Costado Indio*
 
 

Gustavo Pereira

Aspectos Culturales del Caribe Precolombino

Si bien el proceso de dominación (y su secuela de transculturación) logró perpetuar hasta hoy el marbete degradatorio que pesa sobre las naciones caribes, caribanas y arawacas, las hechuras indias que escaparon a la hecatombe son capaces todavía, aisladas y fracturadas, de despertar admiración.

Cercenada su evolución histórica por el etnocidio, constreñidas las manifestaciones más vivas de sus culturas al desván del desprecio o la ignorancia, no sorprende hallar, sin embargo, en varios testimonios de expedicionarios europeos, muestras de sincera exaltación ante las artes indígenas.
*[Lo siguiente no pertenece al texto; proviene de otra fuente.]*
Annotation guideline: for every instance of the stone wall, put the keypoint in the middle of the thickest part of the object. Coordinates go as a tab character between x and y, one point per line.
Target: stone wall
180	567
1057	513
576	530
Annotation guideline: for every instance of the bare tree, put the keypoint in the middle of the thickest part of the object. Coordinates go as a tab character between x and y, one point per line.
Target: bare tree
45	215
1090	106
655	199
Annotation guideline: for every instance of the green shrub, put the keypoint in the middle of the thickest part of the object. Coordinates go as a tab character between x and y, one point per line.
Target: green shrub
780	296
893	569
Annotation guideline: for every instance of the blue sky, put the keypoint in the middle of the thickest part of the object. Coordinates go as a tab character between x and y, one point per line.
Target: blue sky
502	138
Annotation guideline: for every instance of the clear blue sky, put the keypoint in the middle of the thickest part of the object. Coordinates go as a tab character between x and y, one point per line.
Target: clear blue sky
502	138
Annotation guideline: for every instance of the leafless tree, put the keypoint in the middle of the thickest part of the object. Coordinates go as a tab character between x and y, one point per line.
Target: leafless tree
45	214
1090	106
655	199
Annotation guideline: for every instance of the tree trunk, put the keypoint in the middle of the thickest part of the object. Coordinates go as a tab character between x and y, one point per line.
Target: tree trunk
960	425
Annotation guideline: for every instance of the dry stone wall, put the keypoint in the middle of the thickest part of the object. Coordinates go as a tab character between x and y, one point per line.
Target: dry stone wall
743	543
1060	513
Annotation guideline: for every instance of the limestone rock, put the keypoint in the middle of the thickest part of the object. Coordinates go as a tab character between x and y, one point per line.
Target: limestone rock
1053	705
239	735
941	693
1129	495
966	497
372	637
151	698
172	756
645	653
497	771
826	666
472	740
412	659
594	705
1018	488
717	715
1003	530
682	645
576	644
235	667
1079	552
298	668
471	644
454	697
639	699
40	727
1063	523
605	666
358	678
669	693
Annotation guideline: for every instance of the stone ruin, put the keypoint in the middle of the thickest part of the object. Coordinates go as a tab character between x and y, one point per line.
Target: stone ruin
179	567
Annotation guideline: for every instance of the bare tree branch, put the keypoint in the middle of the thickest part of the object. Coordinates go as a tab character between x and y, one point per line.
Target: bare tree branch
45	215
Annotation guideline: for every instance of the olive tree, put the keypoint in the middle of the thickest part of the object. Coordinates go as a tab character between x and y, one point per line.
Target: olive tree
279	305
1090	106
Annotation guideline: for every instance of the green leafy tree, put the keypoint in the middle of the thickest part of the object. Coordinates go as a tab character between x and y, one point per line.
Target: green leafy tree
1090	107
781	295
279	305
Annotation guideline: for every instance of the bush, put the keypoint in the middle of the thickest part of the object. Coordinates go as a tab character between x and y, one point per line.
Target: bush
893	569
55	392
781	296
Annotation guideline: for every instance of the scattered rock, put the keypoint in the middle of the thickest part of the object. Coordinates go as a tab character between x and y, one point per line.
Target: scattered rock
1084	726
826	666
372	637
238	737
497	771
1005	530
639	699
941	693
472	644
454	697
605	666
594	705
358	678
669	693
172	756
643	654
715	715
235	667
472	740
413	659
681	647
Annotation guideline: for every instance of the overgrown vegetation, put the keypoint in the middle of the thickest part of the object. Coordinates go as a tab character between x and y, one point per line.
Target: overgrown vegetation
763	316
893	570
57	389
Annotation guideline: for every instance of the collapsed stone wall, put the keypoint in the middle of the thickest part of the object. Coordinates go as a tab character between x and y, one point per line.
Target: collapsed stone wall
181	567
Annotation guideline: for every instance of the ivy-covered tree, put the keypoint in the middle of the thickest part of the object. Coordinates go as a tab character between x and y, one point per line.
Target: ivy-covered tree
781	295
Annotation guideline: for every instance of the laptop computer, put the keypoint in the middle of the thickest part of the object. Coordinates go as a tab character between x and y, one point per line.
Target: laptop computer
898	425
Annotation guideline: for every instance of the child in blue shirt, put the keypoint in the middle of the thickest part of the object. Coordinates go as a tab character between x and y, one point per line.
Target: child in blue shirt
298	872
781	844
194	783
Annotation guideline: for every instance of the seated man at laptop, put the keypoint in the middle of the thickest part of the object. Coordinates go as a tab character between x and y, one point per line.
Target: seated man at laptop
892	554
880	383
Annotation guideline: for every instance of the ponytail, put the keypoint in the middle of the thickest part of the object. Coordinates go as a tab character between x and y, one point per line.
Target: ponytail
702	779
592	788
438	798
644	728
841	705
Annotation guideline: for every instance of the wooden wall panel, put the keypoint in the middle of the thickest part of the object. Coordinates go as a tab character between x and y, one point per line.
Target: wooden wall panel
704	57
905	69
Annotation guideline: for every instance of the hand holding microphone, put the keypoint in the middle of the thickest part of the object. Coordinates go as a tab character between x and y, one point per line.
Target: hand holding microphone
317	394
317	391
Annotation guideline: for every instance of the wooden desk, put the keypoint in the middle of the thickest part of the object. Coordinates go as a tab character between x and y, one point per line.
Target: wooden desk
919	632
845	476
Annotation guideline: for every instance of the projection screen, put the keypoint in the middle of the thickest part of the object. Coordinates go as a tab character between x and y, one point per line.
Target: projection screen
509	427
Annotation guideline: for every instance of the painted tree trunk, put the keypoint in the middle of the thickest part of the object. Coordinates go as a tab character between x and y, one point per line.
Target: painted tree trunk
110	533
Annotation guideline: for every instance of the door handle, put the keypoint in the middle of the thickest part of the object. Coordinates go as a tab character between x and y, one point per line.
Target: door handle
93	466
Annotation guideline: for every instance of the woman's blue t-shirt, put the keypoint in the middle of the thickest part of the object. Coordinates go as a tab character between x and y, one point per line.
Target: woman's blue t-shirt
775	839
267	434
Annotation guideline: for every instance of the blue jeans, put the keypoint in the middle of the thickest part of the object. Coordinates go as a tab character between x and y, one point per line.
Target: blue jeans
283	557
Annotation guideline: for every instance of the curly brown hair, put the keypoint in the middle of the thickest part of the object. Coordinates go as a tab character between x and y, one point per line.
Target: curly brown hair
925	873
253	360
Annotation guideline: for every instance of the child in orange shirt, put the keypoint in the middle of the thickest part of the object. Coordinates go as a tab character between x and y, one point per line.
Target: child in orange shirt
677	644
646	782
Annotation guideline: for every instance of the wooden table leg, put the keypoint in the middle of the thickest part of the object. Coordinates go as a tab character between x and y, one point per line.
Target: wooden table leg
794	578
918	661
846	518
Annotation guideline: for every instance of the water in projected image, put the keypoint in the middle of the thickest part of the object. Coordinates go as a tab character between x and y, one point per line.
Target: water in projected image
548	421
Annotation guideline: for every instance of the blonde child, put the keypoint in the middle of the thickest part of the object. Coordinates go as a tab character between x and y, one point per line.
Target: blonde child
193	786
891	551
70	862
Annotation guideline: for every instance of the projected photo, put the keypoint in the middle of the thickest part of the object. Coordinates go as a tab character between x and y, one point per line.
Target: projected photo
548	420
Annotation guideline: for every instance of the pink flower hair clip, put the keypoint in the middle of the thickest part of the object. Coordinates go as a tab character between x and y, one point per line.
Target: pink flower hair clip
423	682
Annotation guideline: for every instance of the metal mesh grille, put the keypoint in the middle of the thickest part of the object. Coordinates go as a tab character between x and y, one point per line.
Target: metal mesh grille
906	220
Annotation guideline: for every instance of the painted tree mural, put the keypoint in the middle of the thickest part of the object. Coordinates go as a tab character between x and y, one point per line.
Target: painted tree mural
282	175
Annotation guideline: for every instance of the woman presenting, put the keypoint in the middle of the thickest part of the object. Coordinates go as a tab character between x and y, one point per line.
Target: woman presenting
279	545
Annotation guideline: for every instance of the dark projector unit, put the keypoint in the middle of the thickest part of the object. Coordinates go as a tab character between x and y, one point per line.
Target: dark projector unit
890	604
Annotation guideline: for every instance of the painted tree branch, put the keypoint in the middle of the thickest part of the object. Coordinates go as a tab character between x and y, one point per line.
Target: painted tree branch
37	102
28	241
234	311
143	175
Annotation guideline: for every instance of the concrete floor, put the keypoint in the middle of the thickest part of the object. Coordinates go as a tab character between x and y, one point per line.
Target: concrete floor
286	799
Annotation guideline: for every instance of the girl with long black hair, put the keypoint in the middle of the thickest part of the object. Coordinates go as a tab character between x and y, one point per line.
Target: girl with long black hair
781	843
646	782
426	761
Los primeros asombros provienen de los mismos albores del llamado descubrimiento, cuando marinos españoles constatan en las Antillas y en la costa continental llamada Tierra Firme, comunidades que fundían y labraban el oro en láminas, escudos o chaguales de singular belleza y tecnología, probablemente bajo el influjo de las grandes civilizaciones chibcha y maya o acaso resultado de un particular desarrollo. Alonso Niño y Cristóbal Guerra, según relata Navarrete, rescatan en la costa venezolana y colombiana “joyeles de hoja delgada y algunas perlas, dispuestas en figuras de aves, ranas y otros animalejos. A estos objetos se les llamaba guanines”1.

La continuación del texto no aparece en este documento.